Monday, December 1, 2014

Are You Aging Well?

The end of 2014 is just around the corner.  Soon it’ll be New Year’s Day, 2015.

How are you holding up, age wise?  Feeling your age?

I recently rediscovered a little article entitled “How to Age Well” from my college Alma Mater’s publication, Biola Magazine (fall, 2013).  (Fitting, since I myself am pushing sixty.)  It delineated 10 things to do, if you want to age well: (1) Love yourself enough to take care of self.  (2) Get information about everything.  (3) Laugh.  That’s a good one to practice.

The list made sense.  All good and reasonable things to do: #4 exercise and keep mobile, #5 eat well.  Common sense things to take care of self: be mindful of one’s needs and conditions: #5 feed yourself well, #6 Get your rest, #7 floss your teeth (I thought that was an interesting one that the author, Di Patterson, thought needed highlighting).

Number 8 was interesting too: “Fight Depression.”  I suppose the older we get the easier it is to fall into depression, given the body’s aging process and its somewhat debilitating effect, among other things.  The nice thing I found about this particular point made is the assumption that one can actually fight depression.  How?  The author suggests volunteering (to avoid loneliness or perhaps feelings of insignificance).  In other words, stay connected.  I would add, have a cause or purpose that fills you with passion.

“De-clutter your space” was 9th on the list.  Yes, being organized, minimizing the messes in one’s life helps too.  But it wasn’t until we got to the final item on the list that our spiritual state was highlighted: #10 was “worship God.”  You know, I think the first item on the list could not happen without the 10th one.

The Apostle Paul in effect says that though our bodies are wasting away (dying from old age), our spirits, i.e. our inner beings, are being daily renewed and strengthened.  (See 2 Corinthians 4:16.)  Now that’s the key to aging well!  Renew a right spirit within me, I pray.  Let me have a spiritual awakening and gain ongoing spiritual enlightenment—in Christ, by means of the power of the Holy Spirit, by the Grace of God.

Sure we need to do what we can to keep the body in as good as shape as possible.  But it is the mind, heart, soul, and spirit that really count.  If we are not nurturing the wellbeing of our inner life, the mind and heart, for example, we are losing a lot more in old age than mere muscle strength, or visual acuity, or hearing capability, we are losing our very selves, our souls.

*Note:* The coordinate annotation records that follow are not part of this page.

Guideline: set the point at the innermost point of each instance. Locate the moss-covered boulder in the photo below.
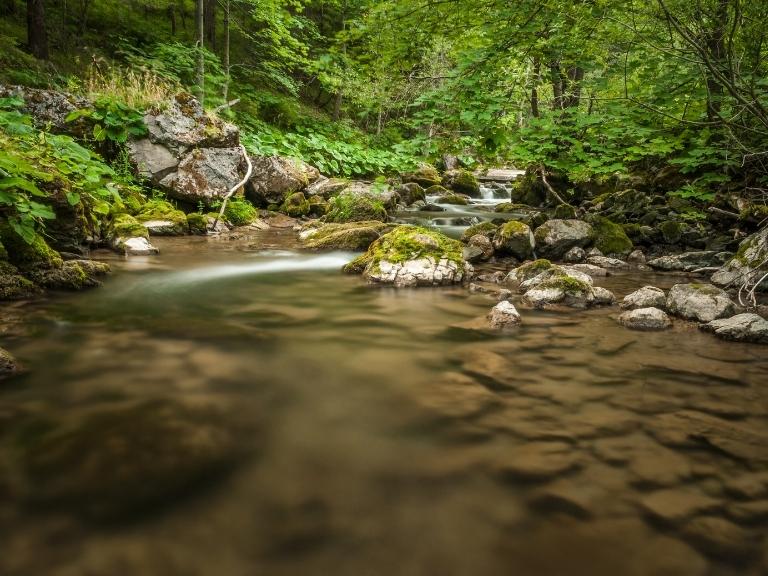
(413, 256)
(240, 212)
(555, 237)
(296, 205)
(456, 199)
(514, 239)
(349, 236)
(162, 218)
(197, 223)
(425, 175)
(351, 207)
(461, 181)
(610, 238)
(748, 265)
(487, 229)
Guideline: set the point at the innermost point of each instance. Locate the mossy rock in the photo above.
(296, 205)
(609, 237)
(671, 231)
(28, 255)
(350, 207)
(461, 181)
(425, 175)
(515, 239)
(157, 210)
(13, 286)
(240, 212)
(456, 199)
(126, 226)
(197, 223)
(487, 229)
(349, 236)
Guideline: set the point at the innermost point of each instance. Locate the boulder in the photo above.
(205, 175)
(645, 297)
(645, 319)
(749, 263)
(461, 181)
(273, 179)
(503, 315)
(425, 175)
(413, 256)
(700, 302)
(515, 239)
(740, 328)
(555, 237)
(350, 236)
(8, 364)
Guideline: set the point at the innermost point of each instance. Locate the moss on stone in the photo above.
(609, 237)
(487, 229)
(350, 207)
(33, 255)
(126, 226)
(296, 205)
(240, 212)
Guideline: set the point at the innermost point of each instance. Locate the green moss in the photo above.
(126, 226)
(240, 212)
(197, 223)
(487, 229)
(33, 255)
(609, 237)
(457, 199)
(671, 231)
(349, 207)
(296, 205)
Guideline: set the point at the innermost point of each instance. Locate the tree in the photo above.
(37, 35)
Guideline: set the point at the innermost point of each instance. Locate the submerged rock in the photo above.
(740, 328)
(556, 237)
(700, 302)
(645, 297)
(413, 256)
(503, 315)
(645, 319)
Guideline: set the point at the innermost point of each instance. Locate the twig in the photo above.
(235, 188)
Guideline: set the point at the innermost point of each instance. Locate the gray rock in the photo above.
(700, 302)
(741, 328)
(606, 262)
(686, 262)
(205, 175)
(274, 178)
(503, 315)
(556, 237)
(645, 319)
(746, 264)
(575, 255)
(8, 364)
(645, 297)
(152, 161)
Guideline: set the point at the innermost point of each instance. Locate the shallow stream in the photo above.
(237, 407)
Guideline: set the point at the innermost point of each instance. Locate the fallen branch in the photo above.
(549, 186)
(235, 188)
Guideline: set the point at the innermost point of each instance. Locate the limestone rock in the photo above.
(700, 302)
(740, 328)
(503, 315)
(645, 319)
(645, 297)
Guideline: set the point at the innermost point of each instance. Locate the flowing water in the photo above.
(237, 407)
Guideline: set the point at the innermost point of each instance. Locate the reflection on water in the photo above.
(226, 410)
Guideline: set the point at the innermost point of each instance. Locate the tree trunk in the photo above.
(210, 23)
(200, 21)
(37, 35)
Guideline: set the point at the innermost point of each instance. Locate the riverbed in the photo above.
(235, 406)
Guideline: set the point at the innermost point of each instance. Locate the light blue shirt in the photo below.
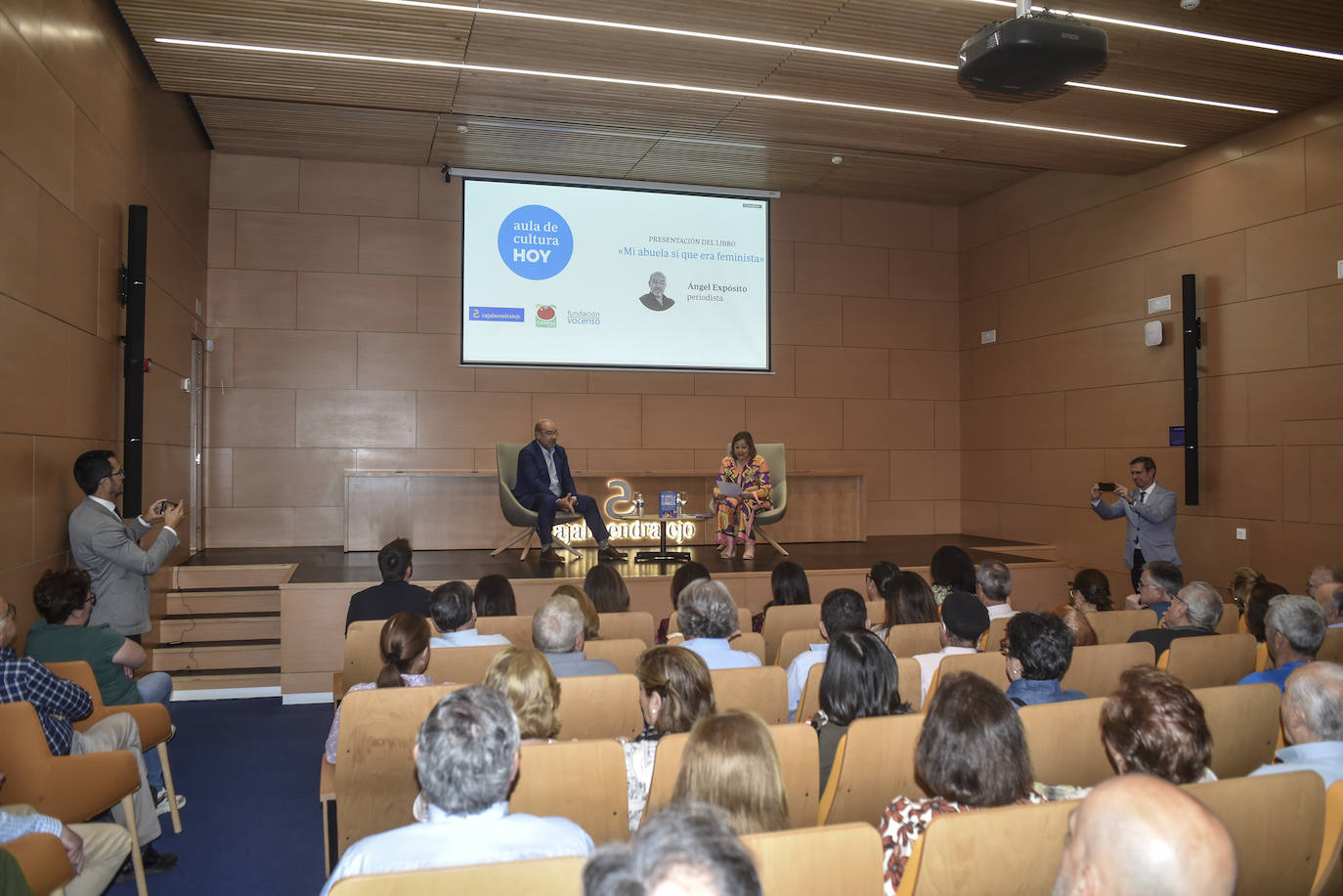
(446, 841)
(718, 655)
(798, 672)
(466, 638)
(1323, 756)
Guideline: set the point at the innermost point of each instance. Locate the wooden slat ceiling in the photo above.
(269, 104)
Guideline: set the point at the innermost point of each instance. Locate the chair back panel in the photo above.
(617, 626)
(516, 629)
(839, 859)
(1244, 721)
(1063, 742)
(460, 665)
(761, 691)
(548, 785)
(915, 638)
(1095, 669)
(1113, 626)
(624, 653)
(375, 774)
(1017, 849)
(553, 876)
(600, 706)
(1213, 661)
(800, 617)
(877, 766)
(1278, 825)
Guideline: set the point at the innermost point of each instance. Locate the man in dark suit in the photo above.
(108, 548)
(544, 483)
(395, 594)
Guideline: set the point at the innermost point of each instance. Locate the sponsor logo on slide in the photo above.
(498, 315)
(535, 242)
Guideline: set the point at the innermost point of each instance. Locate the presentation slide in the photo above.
(574, 276)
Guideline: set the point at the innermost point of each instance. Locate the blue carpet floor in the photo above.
(251, 824)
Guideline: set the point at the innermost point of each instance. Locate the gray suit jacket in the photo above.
(1149, 523)
(105, 548)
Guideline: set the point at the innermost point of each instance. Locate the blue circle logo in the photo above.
(536, 242)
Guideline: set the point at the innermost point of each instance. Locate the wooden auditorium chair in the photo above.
(798, 756)
(599, 706)
(151, 717)
(505, 455)
(761, 691)
(578, 780)
(798, 617)
(1015, 849)
(837, 859)
(915, 638)
(873, 764)
(1210, 661)
(552, 876)
(1113, 626)
(72, 789)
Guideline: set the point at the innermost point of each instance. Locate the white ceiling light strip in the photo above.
(630, 82)
(782, 45)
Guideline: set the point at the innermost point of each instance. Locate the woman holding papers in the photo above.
(743, 488)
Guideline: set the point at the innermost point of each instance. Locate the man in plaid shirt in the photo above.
(57, 702)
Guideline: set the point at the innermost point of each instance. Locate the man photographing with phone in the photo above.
(107, 547)
(1149, 511)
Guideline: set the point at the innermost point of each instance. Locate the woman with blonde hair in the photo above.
(524, 676)
(731, 762)
(403, 646)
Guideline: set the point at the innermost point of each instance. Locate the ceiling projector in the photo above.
(1030, 57)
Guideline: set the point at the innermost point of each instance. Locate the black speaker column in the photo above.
(133, 422)
(1192, 326)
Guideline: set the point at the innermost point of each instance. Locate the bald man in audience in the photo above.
(1313, 723)
(1137, 834)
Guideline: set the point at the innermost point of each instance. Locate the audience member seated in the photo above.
(495, 597)
(787, 587)
(1194, 613)
(395, 594)
(1156, 587)
(708, 617)
(1076, 620)
(591, 620)
(951, 570)
(689, 848)
(1040, 649)
(861, 681)
(963, 619)
(1090, 591)
(1137, 834)
(1293, 631)
(843, 609)
(972, 753)
(731, 762)
(993, 587)
(96, 850)
(1313, 723)
(403, 645)
(684, 576)
(1261, 592)
(674, 694)
(64, 634)
(57, 703)
(466, 758)
(557, 633)
(606, 587)
(455, 614)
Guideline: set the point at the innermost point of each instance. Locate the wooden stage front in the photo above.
(315, 584)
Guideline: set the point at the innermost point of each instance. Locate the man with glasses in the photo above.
(108, 547)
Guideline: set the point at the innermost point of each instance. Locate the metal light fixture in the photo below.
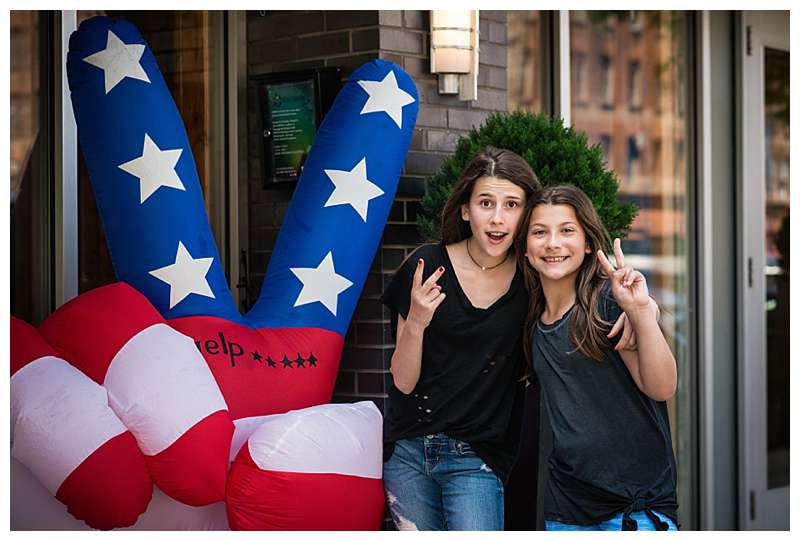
(454, 52)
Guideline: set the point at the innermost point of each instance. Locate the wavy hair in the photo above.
(587, 328)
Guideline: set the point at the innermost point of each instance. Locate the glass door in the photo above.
(764, 282)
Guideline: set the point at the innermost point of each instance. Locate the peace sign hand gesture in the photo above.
(425, 296)
(628, 285)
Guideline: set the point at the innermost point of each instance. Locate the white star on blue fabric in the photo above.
(154, 168)
(386, 96)
(352, 188)
(321, 284)
(119, 60)
(186, 276)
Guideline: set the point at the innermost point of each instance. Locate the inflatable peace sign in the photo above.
(284, 354)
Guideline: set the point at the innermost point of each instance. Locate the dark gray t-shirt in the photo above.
(472, 361)
(612, 449)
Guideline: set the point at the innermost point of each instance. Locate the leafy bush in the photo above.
(558, 155)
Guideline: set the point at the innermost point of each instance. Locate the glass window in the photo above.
(650, 126)
(183, 43)
(776, 220)
(31, 176)
(524, 71)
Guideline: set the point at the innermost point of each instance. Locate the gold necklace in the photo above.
(481, 266)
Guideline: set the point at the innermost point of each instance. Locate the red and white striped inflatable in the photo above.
(64, 432)
(158, 384)
(313, 469)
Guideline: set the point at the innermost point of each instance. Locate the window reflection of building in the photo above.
(606, 82)
(524, 61)
(634, 86)
(636, 113)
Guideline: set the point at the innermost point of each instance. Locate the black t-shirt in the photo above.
(472, 361)
(612, 449)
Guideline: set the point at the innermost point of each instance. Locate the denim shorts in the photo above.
(613, 525)
(436, 482)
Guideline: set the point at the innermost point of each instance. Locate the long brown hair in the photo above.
(587, 328)
(489, 162)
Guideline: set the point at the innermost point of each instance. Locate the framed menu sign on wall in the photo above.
(292, 106)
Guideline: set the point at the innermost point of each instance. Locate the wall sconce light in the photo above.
(454, 52)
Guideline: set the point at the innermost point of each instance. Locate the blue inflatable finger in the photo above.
(149, 196)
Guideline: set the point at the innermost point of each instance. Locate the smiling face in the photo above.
(494, 211)
(556, 242)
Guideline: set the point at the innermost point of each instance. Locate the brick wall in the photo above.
(279, 41)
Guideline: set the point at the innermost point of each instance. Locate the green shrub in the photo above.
(558, 155)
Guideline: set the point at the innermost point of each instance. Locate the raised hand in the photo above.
(628, 286)
(425, 296)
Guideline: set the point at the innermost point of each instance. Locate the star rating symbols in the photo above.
(352, 188)
(321, 284)
(154, 168)
(186, 276)
(386, 96)
(119, 60)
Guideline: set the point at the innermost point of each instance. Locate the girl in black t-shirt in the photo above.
(459, 307)
(612, 464)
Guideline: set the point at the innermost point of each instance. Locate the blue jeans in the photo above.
(612, 525)
(436, 482)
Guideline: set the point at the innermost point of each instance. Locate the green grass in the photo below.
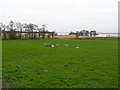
(30, 64)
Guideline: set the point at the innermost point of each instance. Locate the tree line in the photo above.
(24, 31)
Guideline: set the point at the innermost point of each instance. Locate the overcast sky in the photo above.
(63, 15)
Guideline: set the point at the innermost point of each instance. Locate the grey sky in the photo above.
(63, 15)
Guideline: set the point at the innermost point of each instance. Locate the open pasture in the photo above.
(38, 64)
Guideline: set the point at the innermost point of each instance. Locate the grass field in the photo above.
(31, 64)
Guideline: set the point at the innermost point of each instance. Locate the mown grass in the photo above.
(30, 64)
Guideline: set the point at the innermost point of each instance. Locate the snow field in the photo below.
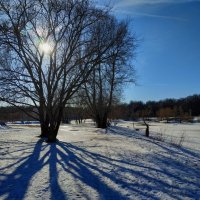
(88, 163)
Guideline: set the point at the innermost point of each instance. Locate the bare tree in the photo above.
(48, 52)
(114, 68)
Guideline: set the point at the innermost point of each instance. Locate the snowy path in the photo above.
(88, 164)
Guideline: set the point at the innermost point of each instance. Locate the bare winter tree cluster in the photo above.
(50, 49)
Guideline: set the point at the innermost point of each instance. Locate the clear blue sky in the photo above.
(168, 56)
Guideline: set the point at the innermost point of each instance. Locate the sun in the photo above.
(45, 47)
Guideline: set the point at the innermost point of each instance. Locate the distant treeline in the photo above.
(181, 109)
(168, 108)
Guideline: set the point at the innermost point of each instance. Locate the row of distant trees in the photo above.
(181, 109)
(168, 109)
(52, 52)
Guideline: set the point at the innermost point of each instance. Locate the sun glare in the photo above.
(45, 47)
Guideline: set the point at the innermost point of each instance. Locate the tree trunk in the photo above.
(44, 130)
(54, 127)
(101, 121)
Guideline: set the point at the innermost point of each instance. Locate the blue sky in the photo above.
(168, 56)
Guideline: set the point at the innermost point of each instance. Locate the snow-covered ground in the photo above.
(88, 163)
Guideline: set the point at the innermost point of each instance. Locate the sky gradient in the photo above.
(168, 56)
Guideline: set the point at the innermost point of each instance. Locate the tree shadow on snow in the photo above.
(16, 184)
(73, 168)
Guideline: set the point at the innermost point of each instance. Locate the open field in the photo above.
(88, 163)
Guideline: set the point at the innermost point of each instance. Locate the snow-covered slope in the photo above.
(88, 163)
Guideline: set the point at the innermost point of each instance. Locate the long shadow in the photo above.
(82, 170)
(91, 174)
(56, 191)
(15, 184)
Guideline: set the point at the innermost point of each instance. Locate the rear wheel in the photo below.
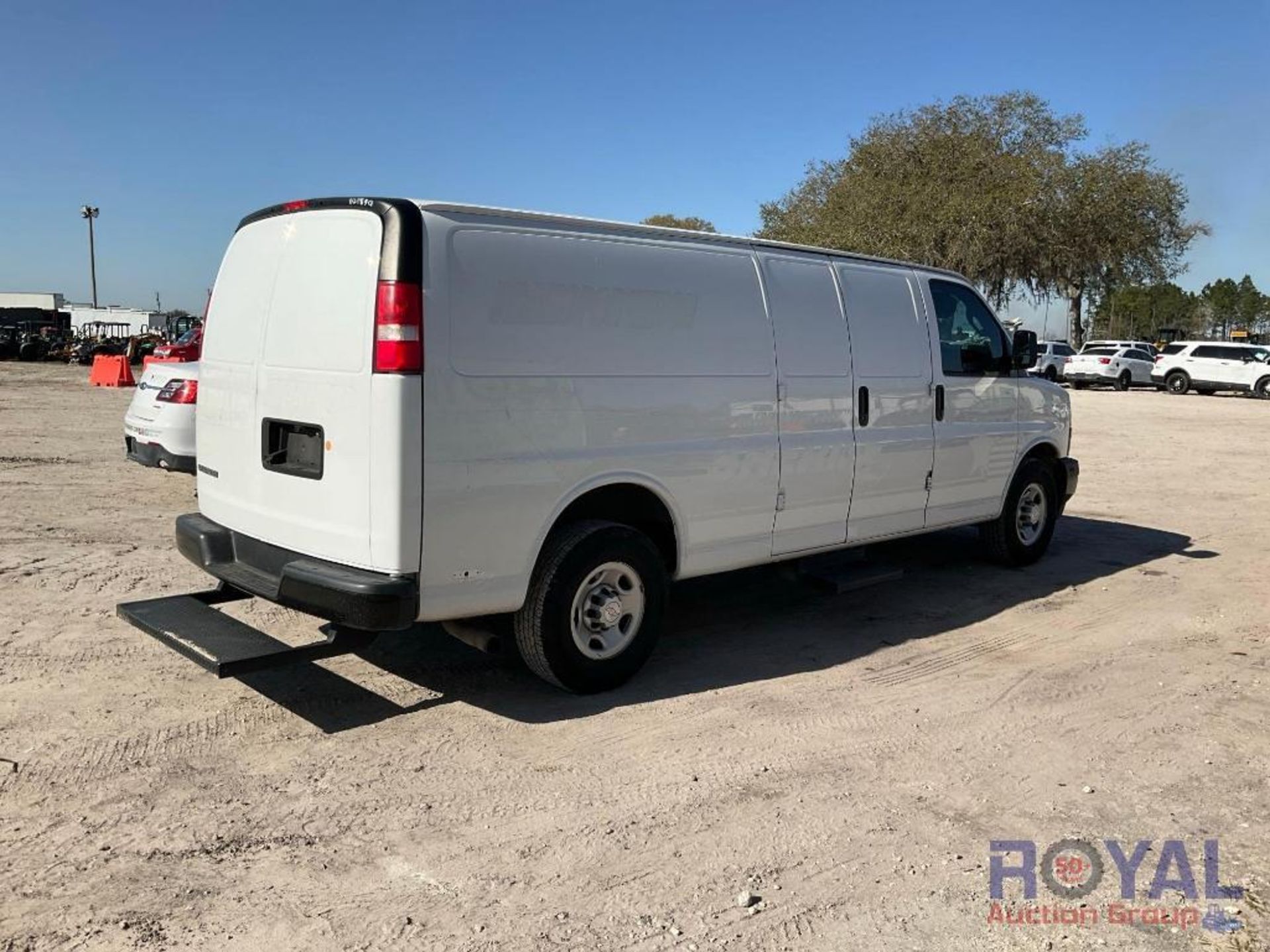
(1021, 534)
(595, 607)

So what does it look like to nurture one’s soul or inner being?  The following is a list of characteristics that give evidence one’s soul is indeed being nurtured:

  1. Being able to hear and recognize, listen to and respond to, God’s nudging, realizing God’s active presence in one’s life.
  2. Being able to accept and receive God’s grace and forgiveness for the wrong one has done in one’s life—which presumes a confessional and repentant spirit & attitude.
  3. Being able to be gracious and forgiving toward others for the wrong they’ve done to you, in the same spirit that God forgives you your wrongs.
  4. Positively living in a way that blesses others—bringing peace, goodness, gentleness, and loving-kindness to them.
  5. Being able to accept one’s mortality gracefully; that is, being ready to die, i.e., to enter into the presence of the Lord when the time comes, leaving behind a legacy of blessing others—family, friends, and acquaintances—which is a true witness to the Lord’s grace in one’s own life.
 Now that to me sums up what it means to age well.